ホ—ムヘルパーの役割

ホームヘルパーの必要性の高まり

介護保険制度が始まるずっと前は、介護を専門的に受けるとなったら、それは「施設入所」を意味していました。

今のような在宅サービスが一般的ではなく、自宅にホームヘルパーが来て介護サービスを行うということはめずらしいものだったのです。

施設に入所して介護を受けることや、病院で死ぬまで面倒を見てもらうということが当たり前でした。

しかし、施設での入所生活は集団処遇で、なかなか個人の生活やプライバシーが尊重された環境は作りにくいものです。

今でこそ、ユニットケアや個浴など、個々の人格を尊重したサービスがいろいろありますが、昔はサービスとして選択できることもなく、個々の人格に配慮されないような介護を受けている状況があったのも事実です。

「それが人の幸せにつながるのか?」と多くの人が疑問に思っていました。

そして、施設や病院ではなく、住み慣れた地域、自宅で最期までその人らしく暮らしていくことが幸せではないかと多くの人が考えていました。

「施設から在宅へ」在宅サービスの必要性が叫ばれ、在宅で介護を行うホームヘルパーの必要性が高まっていきました。

在宅介護を支える大事な役割

ホームヘルパーの役割は、在宅介護を支える重要な役割があります。

人が高齢になったり、ある日突然、障害を持ったとしても、その人が長年住み慣れた所で馴染みの人たちに囲まれて、以前と変わらぬ暮らしに少しでも近づくことができるように、または自立した生活を継続していくために、ホームヘルパーはその人の日常生活の中に入ってお手伝いします。
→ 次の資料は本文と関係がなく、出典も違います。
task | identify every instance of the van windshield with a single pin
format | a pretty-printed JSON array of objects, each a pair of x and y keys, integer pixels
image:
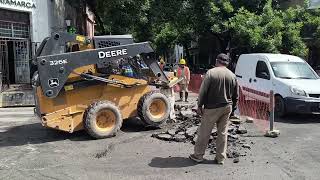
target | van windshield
[{"x": 293, "y": 70}]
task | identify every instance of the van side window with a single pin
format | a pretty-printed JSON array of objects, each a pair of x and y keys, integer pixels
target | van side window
[{"x": 262, "y": 70}]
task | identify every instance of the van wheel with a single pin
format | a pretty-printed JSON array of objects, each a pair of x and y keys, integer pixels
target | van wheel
[
  {"x": 280, "y": 106},
  {"x": 154, "y": 108},
  {"x": 102, "y": 119}
]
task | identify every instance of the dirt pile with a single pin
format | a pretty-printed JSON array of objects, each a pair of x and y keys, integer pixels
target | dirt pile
[{"x": 185, "y": 130}]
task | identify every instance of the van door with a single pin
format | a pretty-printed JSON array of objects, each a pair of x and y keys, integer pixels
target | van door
[{"x": 262, "y": 82}]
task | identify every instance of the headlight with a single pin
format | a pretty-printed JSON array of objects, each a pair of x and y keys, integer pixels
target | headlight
[{"x": 298, "y": 91}]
「介護」というのは、想像している以上に心身ともに負担の大きいものだとよくいわれます。

終わりのない介護を繰り返す毎日に疲れ果てている介護者も多いですが、ホームヘルパーが間に入ることで、それまで抱えていた介護の負担が多少なりとも軽減されます。

人の自立の手助けをする

このように、ホームヘルパーは介護者の身体的・精神的負担を軽減するために、非常に重要な役目を担っています。

さらに、介護対象者の「その人らしい」生き方を尊重し、その人が自立できるような手助けをすることも大事な役目のひとつです。

「介護」を通じて、その人が経済的、精神的、社会的に自立をするための手助けをすること、その人が社会とよい関係を築き、共に生きていくためにサポートすることが、ホームヘルパーには求められています。